SingleSource
Overview
Agents research and enter large volumes of property and risk data into a proprietary policy system—a time-consuming process. The business hypothesized that prefilled data from trusted sources would speed this process by reducing the need for verification.
But after shadowing and speaking with agents, I found that this solution didn’t reflect how they actually worked, or their unique needs, mindsets, and goals.
I designed an alternative approach that better aligned with their workflows, and we tested both methods to see which better supported user needs and business goals.
* Some images are intentionally blurred to comply with legal and confidentiality requirements related to my work with an insurance company.
Prefill Concept Testing
The test would inform how API-sourced data should be introduced into the policy system interface.
The initial belief was that showing trusted sources and descriptions for data automatically prefilled into form fields would lead agents to accept the data without further verification.
Agents emphasized that avoiding incorrect or out of date information in the data fields was their most important concern to prevent issues and criticism from both underwriters and customers. Agents verify each piece of data 2-3 times before entering it into a form field!

Methods and Participants
I conducted one-on-one sessions with insurance agents from different regions. Participants were selected based on their primary responsibility for entering data into the policy system.
The study was qualitative, relying on observational and interview data. Agemts interacted with both automatic and suggested prefill interfaces using realistic scenarios and were asked to provide feedback on usability, data trust, and preference.
Apply All Suggestions and Show Sources
An Apply all suggestions checkbox was added to the suggested prefill screens for aents who might want to quickly and easily apply all the data to the fields like the automatic prefill concept of the original hypothesis. It put Agents one more option to control how they entered the data.
As show sources checkbox was added to reduce screen clutter if agents found these sources unhelpful.
Key Findings
80% of the participants preferred the suggested prefill approach.
The remaining participants said they liked both approaches.
Participants reported that suggested prefill reduces unnecessary rework of erasing and retype incorrect data, offers flexibility when applying data, supports their workflows by promoting verification rather than blind trust, and improves information retention and accuracy.
While some appreciated the implied efficiency of automatic prefill, they ultimately prioritized accuracy and control.
Participants stated that they did not trust the accuracy or currency of the prefilled data source even from reliable known sources, and will continue verifying data with third-party tools, disproving the original hypothesis that providing data sources will increase trust.
Why the suggested prefill method was preferred
Increased agent Confidence
In the real world, If we see someone we think may need help, the polite thing to do is offer your assistance and then listen to their answer before automatically jumping in and helping the person, who may not always want or need the help you wish to give
A suggestion asks permission (“Can we help you?”), unlike automatic prefill, which assumes control (“There. I ‘helped’ you.”). This second approach— a UX best practice—increases agents’ sense of autonomy and worth. They feel the company values their expertise and judgment, treating them as active, knowledgeable contributors. Agents report that automatic prefill makes them feel as if anyone—or even a machine—could do their job, which leaves them feeling undervalued.
Improved Data Quality
Participants did not inherently trust prefilled data—even when labeled with known sources—and reported they would continue verifying data with third-party tools regardless of the system’s claims.

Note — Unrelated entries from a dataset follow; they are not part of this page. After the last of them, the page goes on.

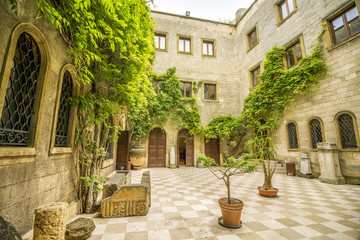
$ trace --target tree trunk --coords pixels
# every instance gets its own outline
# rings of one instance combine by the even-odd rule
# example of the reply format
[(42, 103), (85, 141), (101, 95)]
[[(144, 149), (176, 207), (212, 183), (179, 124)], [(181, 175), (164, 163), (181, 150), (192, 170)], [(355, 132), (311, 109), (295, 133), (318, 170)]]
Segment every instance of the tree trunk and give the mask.
[[(94, 140), (95, 140), (95, 146), (93, 149), (93, 157), (91, 162), (91, 168), (90, 173), (87, 177), (92, 177), (95, 175), (96, 167), (98, 165), (98, 149), (100, 144), (100, 136), (101, 136), (101, 124), (95, 124), (94, 127)], [(92, 213), (94, 207), (94, 182), (91, 181), (91, 185), (88, 189), (87, 199), (86, 199), (86, 213)]]

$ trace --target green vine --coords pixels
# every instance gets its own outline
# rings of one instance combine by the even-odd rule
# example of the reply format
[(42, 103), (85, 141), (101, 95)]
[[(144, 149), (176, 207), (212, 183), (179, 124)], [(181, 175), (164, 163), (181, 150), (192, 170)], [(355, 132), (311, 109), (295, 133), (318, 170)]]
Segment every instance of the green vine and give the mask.
[(153, 125), (164, 127), (170, 120), (189, 133), (200, 133), (200, 113), (195, 106), (196, 98), (184, 98), (180, 90), (180, 81), (175, 75), (176, 69), (169, 68), (165, 74), (151, 73), (150, 79), (161, 80), (159, 94), (147, 99), (143, 109), (131, 108), (128, 112), (128, 123), (132, 126), (133, 139), (147, 137)]
[(193, 81), (193, 91), (194, 93), (197, 93), (201, 87), (201, 85), (203, 84), (204, 81)]
[(318, 37), (319, 43), (313, 48), (313, 53), (290, 69), (284, 68), (285, 48), (275, 46), (267, 52), (264, 71), (259, 76), (260, 84), (245, 99), (240, 116), (212, 119), (204, 131), (205, 137), (231, 141), (255, 129), (262, 128), (269, 133), (275, 130), (278, 120), (295, 96), (310, 92), (317, 84), (317, 79), (326, 75), (322, 58), (323, 45), (320, 43), (322, 34)]

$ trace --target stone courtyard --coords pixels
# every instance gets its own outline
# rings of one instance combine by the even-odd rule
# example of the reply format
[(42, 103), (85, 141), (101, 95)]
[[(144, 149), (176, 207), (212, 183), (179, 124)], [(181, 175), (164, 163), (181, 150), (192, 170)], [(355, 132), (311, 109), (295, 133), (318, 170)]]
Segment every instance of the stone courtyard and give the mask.
[[(260, 168), (261, 169), (261, 168)], [(92, 217), (96, 228), (90, 240), (178, 239), (359, 239), (360, 186), (332, 185), (277, 173), (277, 198), (264, 198), (257, 187), (258, 170), (232, 179), (232, 196), (245, 205), (242, 227), (227, 229), (218, 224), (217, 200), (226, 195), (222, 180), (202, 168), (150, 168), (152, 203), (147, 216)], [(139, 183), (145, 170), (132, 171)], [(80, 215), (78, 216), (80, 217)]]

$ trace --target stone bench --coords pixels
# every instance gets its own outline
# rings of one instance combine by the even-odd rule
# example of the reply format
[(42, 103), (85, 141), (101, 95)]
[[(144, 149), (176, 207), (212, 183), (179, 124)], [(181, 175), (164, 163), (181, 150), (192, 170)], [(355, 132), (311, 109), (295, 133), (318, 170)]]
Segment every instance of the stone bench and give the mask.
[(111, 176), (103, 186), (102, 199), (110, 197), (122, 186), (130, 184), (131, 182), (131, 171), (119, 170)]
[(145, 216), (151, 202), (150, 172), (143, 173), (140, 184), (122, 186), (101, 201), (103, 217)]

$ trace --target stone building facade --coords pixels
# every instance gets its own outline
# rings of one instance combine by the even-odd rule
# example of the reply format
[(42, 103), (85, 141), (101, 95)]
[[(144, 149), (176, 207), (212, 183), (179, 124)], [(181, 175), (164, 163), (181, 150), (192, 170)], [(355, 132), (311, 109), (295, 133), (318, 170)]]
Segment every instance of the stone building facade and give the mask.
[[(334, 41), (336, 36), (330, 34), (330, 24), (343, 13), (347, 16), (354, 6), (356, 11), (349, 16), (358, 14), (359, 0), (256, 0), (247, 11), (238, 11), (241, 16), (236, 25), (154, 11), (158, 50), (153, 71), (161, 74), (170, 67), (177, 68), (184, 95), (198, 98), (196, 104), (205, 125), (219, 115), (240, 114), (245, 97), (257, 83), (265, 53), (274, 45), (298, 50), (302, 56), (310, 54), (318, 33), (324, 29), (321, 24), (327, 24), (324, 57), (328, 73), (311, 93), (296, 97), (286, 110), (275, 133), (276, 149), (281, 160), (297, 164), (302, 153), (309, 154), (314, 175), (319, 175), (318, 151), (312, 145), (310, 131), (318, 130), (323, 141), (335, 142), (340, 148), (340, 168), (347, 182), (359, 184), (360, 38), (358, 32), (349, 32), (349, 24), (345, 24), (345, 39), (338, 43)], [(67, 112), (65, 136), (58, 127), (64, 114), (64, 83), (72, 85), (70, 94), (77, 91), (77, 86), (71, 84), (73, 67), (66, 55), (66, 44), (55, 27), (37, 15), (35, 1), (19, 1), (17, 15), (8, 1), (1, 1), (0, 7), (0, 215), (23, 234), (31, 229), (33, 212), (39, 205), (68, 202), (74, 210), (70, 215), (78, 209), (77, 159), (73, 149), (76, 109)], [(351, 20), (351, 28), (356, 30), (359, 17)], [(295, 64), (296, 60), (291, 59)], [(25, 120), (19, 123), (26, 131), (18, 129), (18, 117), (8, 114), (14, 110), (8, 96), (18, 99), (7, 93), (9, 82), (14, 74), (22, 72), (30, 82), (37, 82), (36, 90), (26, 84), (24, 92), (19, 87), (12, 88), (21, 92), (19, 96), (33, 101), (33, 105), (24, 105), (29, 101), (23, 105), (18, 101), (16, 105), (17, 109), (23, 108)], [(198, 91), (192, 90), (195, 82)], [(4, 108), (8, 109), (6, 113)], [(26, 120), (29, 116), (31, 122)], [(10, 122), (17, 131), (6, 132), (4, 122)], [(125, 122), (122, 124), (125, 126)], [(290, 138), (289, 129), (293, 134)], [(352, 139), (350, 145), (342, 142), (341, 136), (347, 133)], [(171, 123), (165, 125), (164, 132), (154, 126), (150, 137), (138, 147), (145, 152), (144, 167), (196, 166), (200, 153), (221, 161), (221, 153), (228, 152), (225, 142), (206, 143), (199, 136), (190, 138), (186, 129)], [(127, 137), (120, 136), (104, 162), (105, 175), (127, 163), (127, 151)], [(175, 156), (174, 161), (171, 155)]]
[[(180, 81), (192, 85), (203, 82), (191, 96), (198, 98), (201, 123), (207, 124), (218, 115), (240, 114), (244, 99), (256, 87), (265, 53), (273, 46), (288, 48), (292, 56), (285, 59), (285, 67), (292, 67), (311, 54), (317, 36), (325, 29), (328, 73), (311, 93), (297, 96), (286, 110), (274, 134), (276, 150), (280, 160), (295, 162), (297, 169), (301, 154), (308, 154), (313, 174), (319, 176), (316, 143), (335, 142), (343, 176), (348, 183), (359, 184), (359, 9), (358, 0), (256, 0), (248, 10), (238, 11), (236, 25), (154, 11), (157, 55), (153, 71), (164, 73), (167, 68), (176, 67)], [(208, 44), (212, 49), (210, 56)], [(205, 84), (216, 86), (213, 99), (205, 99)], [(164, 128), (166, 141), (157, 143), (156, 137), (146, 140), (145, 165), (151, 166), (149, 152), (166, 151), (165, 163), (169, 166), (171, 147), (178, 165), (183, 151), (180, 130), (169, 123)], [(165, 144), (162, 150), (159, 144)], [(193, 157), (207, 153), (206, 145), (202, 138), (194, 136)], [(222, 152), (227, 152), (224, 142), (216, 154), (221, 158)]]
[[(24, 234), (40, 205), (68, 202), (68, 218), (78, 211), (76, 109), (61, 105), (64, 89), (78, 87), (58, 30), (37, 15), (36, 1), (18, 3), (15, 14), (0, 2), (0, 215)], [(113, 157), (104, 168), (115, 170)]]

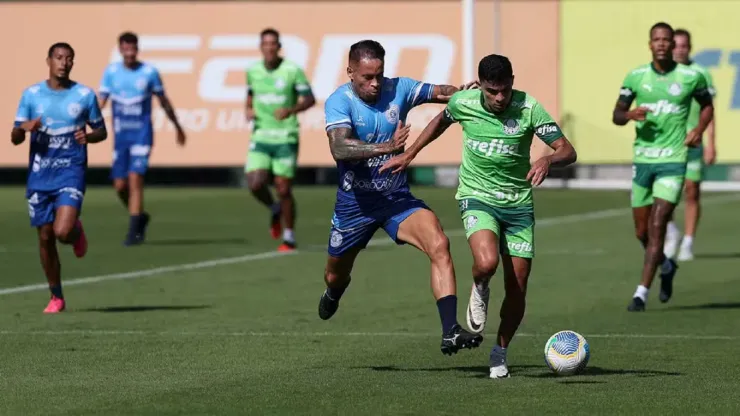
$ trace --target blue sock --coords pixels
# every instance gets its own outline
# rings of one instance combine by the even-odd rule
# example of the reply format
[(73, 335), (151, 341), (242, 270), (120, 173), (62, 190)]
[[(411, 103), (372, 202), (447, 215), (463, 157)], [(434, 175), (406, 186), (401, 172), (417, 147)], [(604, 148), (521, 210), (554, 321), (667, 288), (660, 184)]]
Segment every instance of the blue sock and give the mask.
[(141, 231), (141, 215), (132, 215), (129, 220), (128, 232), (131, 235), (138, 234)]
[(64, 295), (62, 294), (62, 285), (49, 286), (49, 290), (51, 290), (51, 294), (54, 295), (55, 298), (64, 299)]
[(347, 290), (347, 286), (340, 288), (327, 287), (326, 294), (329, 295), (331, 300), (339, 300), (342, 298), (344, 291)]
[(439, 317), (442, 319), (442, 333), (450, 332), (457, 325), (457, 296), (445, 296), (437, 301)]

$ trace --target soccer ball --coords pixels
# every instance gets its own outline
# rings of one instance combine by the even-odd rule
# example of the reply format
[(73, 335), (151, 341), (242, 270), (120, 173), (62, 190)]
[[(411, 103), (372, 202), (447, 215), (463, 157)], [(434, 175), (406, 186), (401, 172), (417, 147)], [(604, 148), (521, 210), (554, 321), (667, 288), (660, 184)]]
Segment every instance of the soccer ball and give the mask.
[(560, 331), (545, 344), (545, 363), (555, 374), (578, 374), (588, 364), (591, 356), (586, 338), (577, 332)]

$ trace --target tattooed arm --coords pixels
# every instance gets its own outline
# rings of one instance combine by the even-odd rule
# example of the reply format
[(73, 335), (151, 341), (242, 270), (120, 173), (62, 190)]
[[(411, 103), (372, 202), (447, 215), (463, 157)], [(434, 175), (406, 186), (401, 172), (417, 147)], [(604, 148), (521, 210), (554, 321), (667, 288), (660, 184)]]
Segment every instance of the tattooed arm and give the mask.
[(329, 148), (334, 160), (362, 160), (386, 155), (403, 149), (409, 137), (409, 126), (399, 123), (393, 138), (385, 143), (366, 143), (352, 137), (352, 129), (336, 127), (329, 130)]

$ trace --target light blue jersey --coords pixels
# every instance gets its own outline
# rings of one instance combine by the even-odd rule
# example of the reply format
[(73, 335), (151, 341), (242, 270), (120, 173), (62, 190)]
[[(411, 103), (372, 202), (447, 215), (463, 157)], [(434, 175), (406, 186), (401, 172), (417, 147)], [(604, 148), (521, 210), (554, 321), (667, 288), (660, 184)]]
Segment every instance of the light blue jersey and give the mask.
[(35, 210), (53, 208), (64, 200), (68, 203), (63, 205), (79, 209), (85, 193), (87, 145), (77, 143), (74, 133), (85, 125), (93, 129), (105, 126), (95, 92), (77, 83), (69, 89), (52, 90), (43, 81), (23, 91), (15, 126), (39, 117), (41, 127), (31, 134), (26, 186), (34, 226), (48, 222), (50, 215), (53, 220), (52, 211), (42, 217)]
[[(368, 143), (393, 138), (398, 121), (432, 99), (434, 86), (410, 78), (385, 78), (375, 103), (360, 99), (351, 84), (344, 84), (326, 100), (326, 130), (352, 129), (353, 137)], [(409, 191), (406, 172), (378, 170), (393, 155), (357, 161), (338, 161), (339, 187), (332, 218), (329, 254), (340, 256), (353, 247), (363, 248), (382, 227), (397, 242), (398, 226), (426, 205)]]

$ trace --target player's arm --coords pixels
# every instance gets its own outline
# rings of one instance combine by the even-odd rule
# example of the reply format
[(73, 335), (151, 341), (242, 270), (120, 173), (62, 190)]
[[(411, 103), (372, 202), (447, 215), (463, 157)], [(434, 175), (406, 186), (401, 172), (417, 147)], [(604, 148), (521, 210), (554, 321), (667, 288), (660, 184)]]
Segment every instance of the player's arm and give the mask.
[(555, 122), (539, 102), (533, 103), (530, 115), (532, 117), (534, 133), (540, 140), (554, 150), (552, 154), (537, 159), (527, 173), (527, 180), (532, 185), (539, 186), (547, 178), (551, 166), (568, 166), (575, 163), (578, 155), (573, 144), (565, 137), (558, 123)]
[(177, 120), (175, 108), (164, 91), (164, 83), (162, 82), (162, 78), (159, 76), (159, 72), (156, 69), (153, 69), (151, 72), (151, 89), (152, 93), (156, 95), (159, 99), (159, 105), (162, 107), (162, 110), (164, 110), (167, 118), (172, 122), (172, 125), (175, 126), (175, 130), (177, 131), (177, 143), (180, 145), (184, 145), (185, 130), (183, 130), (180, 122)]
[(110, 97), (111, 88), (113, 86), (113, 73), (111, 67), (105, 69), (103, 72), (103, 78), (100, 80), (100, 88), (98, 89), (98, 106), (105, 108)]
[(31, 103), (24, 92), (15, 113), (13, 130), (10, 132), (10, 141), (14, 145), (17, 146), (26, 140), (26, 132), (36, 131), (41, 127), (41, 117), (32, 120), (31, 114)]
[(699, 113), (699, 124), (686, 134), (686, 141), (684, 143), (688, 146), (698, 146), (701, 143), (701, 136), (714, 118), (712, 93), (704, 76), (699, 76), (692, 95), (696, 102), (699, 103), (701, 112)]
[(105, 128), (105, 120), (103, 114), (100, 111), (100, 105), (97, 99), (90, 95), (90, 102), (87, 105), (87, 120), (86, 124), (90, 126), (92, 131), (90, 133), (85, 132), (85, 129), (81, 129), (75, 132), (75, 138), (78, 142), (85, 143), (100, 143), (108, 138), (108, 130)]
[(648, 113), (648, 109), (644, 107), (636, 107), (630, 110), (630, 106), (635, 101), (635, 94), (637, 93), (637, 89), (632, 86), (633, 82), (630, 75), (627, 75), (622, 83), (622, 88), (619, 90), (619, 99), (617, 99), (617, 105), (614, 107), (614, 112), (612, 113), (612, 122), (617, 126), (624, 126), (630, 120), (645, 120), (645, 115)]
[(306, 111), (316, 104), (316, 98), (314, 98), (313, 91), (311, 91), (311, 84), (308, 82), (306, 74), (301, 69), (298, 69), (296, 72), (294, 88), (296, 94), (298, 94), (298, 101), (295, 106), (289, 109), (290, 114), (298, 114)]
[(247, 98), (244, 101), (244, 117), (248, 123), (254, 122), (254, 91), (252, 86), (249, 85), (249, 70), (246, 73), (246, 85), (247, 85)]
[(403, 122), (400, 122), (393, 139), (385, 143), (367, 143), (358, 140), (353, 137), (352, 128), (347, 126), (328, 128), (326, 134), (334, 160), (363, 160), (403, 149), (409, 137), (409, 126), (404, 126)]

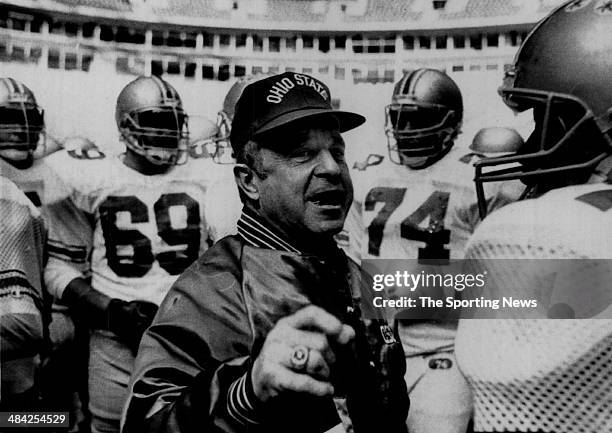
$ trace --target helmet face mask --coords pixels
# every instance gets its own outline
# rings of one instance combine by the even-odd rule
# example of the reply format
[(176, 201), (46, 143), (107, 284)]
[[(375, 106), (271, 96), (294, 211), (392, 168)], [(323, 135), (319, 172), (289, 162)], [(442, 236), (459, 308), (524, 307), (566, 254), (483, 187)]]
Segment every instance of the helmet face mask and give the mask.
[(392, 162), (425, 168), (450, 150), (461, 129), (463, 101), (455, 82), (435, 69), (406, 72), (385, 107)]
[[(217, 164), (233, 164), (232, 146), (230, 144), (230, 132), (232, 130), (232, 118), (224, 109), (217, 113), (217, 136), (211, 139), (207, 145), (208, 153), (212, 155)], [(233, 115), (233, 113), (231, 113)]]
[(139, 77), (117, 99), (115, 119), (128, 149), (157, 166), (187, 162), (188, 116), (170, 84)]
[(396, 102), (385, 108), (389, 157), (410, 168), (430, 165), (458, 133), (455, 113), (445, 107)]
[(188, 122), (183, 110), (154, 108), (126, 115), (119, 128), (134, 152), (156, 165), (186, 161)]
[[(482, 218), (487, 214), (484, 183), (519, 179), (528, 188), (583, 183), (612, 148), (612, 138), (601, 133), (599, 122), (580, 98), (519, 88), (499, 92), (513, 110), (533, 109), (535, 129), (516, 153), (475, 163)], [(585, 142), (590, 145), (584, 146)]]
[(0, 78), (0, 151), (11, 162), (31, 165), (33, 153), (45, 141), (44, 111), (34, 94), (12, 78)]
[(223, 144), (219, 123), (195, 114), (189, 117), (188, 153), (191, 158), (208, 158), (217, 164), (232, 164), (231, 150)]
[[(44, 113), (39, 107), (0, 107), (1, 149), (34, 151), (45, 131)], [(14, 136), (14, 138), (11, 138)]]
[(533, 109), (536, 128), (515, 153), (476, 163), (483, 183), (520, 179), (525, 196), (588, 181), (612, 154), (612, 14), (598, 2), (565, 2), (527, 36), (499, 94), (512, 110)]

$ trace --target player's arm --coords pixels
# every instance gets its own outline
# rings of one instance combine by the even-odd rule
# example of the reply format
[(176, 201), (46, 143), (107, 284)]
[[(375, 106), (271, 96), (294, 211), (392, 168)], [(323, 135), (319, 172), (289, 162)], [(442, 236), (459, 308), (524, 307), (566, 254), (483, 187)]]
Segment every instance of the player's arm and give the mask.
[(70, 197), (46, 204), (42, 213), (49, 228), (45, 284), (55, 300), (61, 301), (72, 280), (89, 276), (91, 216), (79, 209)]
[(136, 352), (157, 306), (150, 302), (111, 299), (89, 283), (93, 217), (70, 197), (44, 207), (49, 221), (49, 260), (45, 283), (56, 300), (67, 305), (82, 323), (108, 329)]
[(42, 349), (48, 318), (42, 284), (46, 228), (12, 182), (0, 177), (0, 192), (0, 352), (3, 360), (29, 358)]
[(54, 298), (93, 326), (102, 326), (110, 298), (89, 284), (92, 249), (91, 215), (76, 206), (71, 197), (43, 207), (49, 224), (45, 283)]
[(157, 305), (151, 302), (110, 298), (81, 277), (68, 283), (62, 303), (90, 327), (112, 331), (134, 354), (138, 351), (142, 334), (157, 313)]
[(85, 278), (72, 279), (64, 288), (61, 301), (92, 327), (105, 327), (111, 298), (91, 287)]

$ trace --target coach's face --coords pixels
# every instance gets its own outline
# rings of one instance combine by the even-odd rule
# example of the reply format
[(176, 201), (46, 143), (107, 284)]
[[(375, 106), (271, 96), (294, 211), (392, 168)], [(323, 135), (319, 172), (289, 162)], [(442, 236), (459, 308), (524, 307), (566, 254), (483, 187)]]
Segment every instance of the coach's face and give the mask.
[(289, 238), (333, 235), (353, 201), (344, 140), (334, 127), (303, 128), (260, 149), (259, 212)]

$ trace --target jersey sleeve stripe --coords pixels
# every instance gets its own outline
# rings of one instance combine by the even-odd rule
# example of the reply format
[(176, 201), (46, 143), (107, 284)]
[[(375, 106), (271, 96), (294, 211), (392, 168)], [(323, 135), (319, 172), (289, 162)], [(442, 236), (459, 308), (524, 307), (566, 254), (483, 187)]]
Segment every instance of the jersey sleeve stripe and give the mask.
[(61, 242), (48, 240), (47, 252), (51, 257), (60, 260), (68, 260), (74, 263), (85, 263), (87, 260), (87, 249), (82, 246), (70, 246)]
[[(25, 274), (17, 269), (9, 269), (0, 273), (0, 296), (13, 294), (14, 290), (9, 288), (20, 288), (20, 293), (40, 299), (38, 291), (30, 284)], [(23, 290), (23, 292), (21, 292)]]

Suggested prefill helps agents catch errors more effectively. While reviewing data, agents may occasionally overlook fields. Automatic prefill makes it harder to tell which data has been corrected, skipped, or left unchanged, often resulting in unnoticed errors because skipped fields fail to trigger error messages. Suggested prefill uses visual cues to prompt agents to engage with each data point, making mistakes easier to spot and correct.
Reduced Agent Frustration
With suggested prefill, agents feel empowered to ignore incorrect suggestions, whereas automatic prefill forces them to fix system errors by deleting the wrong value and entering the correct one.
Repeatedly fixing mistakes they didn’t cause takes a psychological toll. It’s less frustrating to correct your own errors than someone else’s, and small annoyances compound over time. This buildup often leads to corner-cutting, which compromises long-term data quality rather than saving time.
Conclusion
Based on user feedback, the automatic prefill method failed to align with agents’ real-world responsibilities and risk aversion. Efficiency alone won’t drive adoption or trust.The design did not acknowledge their risk sensitivity need for accuracy, and their desire for autonomy.
The suggested prefill model respects these needs and offers a scalable, user-centered approach that enhances satisfaction and business outcomes while reducing cognitive friction, providing better error detection, and aligning more closely with agents’ established workflows and psychological needs. It respects the agent’s role as a data expert rather than a passive error-corrector
While automatic prefill may theoretically speed up task completion, the suggested prefill model delivers a more satisfying experience and may encourage greater willingness to write more policies—supporting the original profitability goal through user satisfaction rather than speed alone.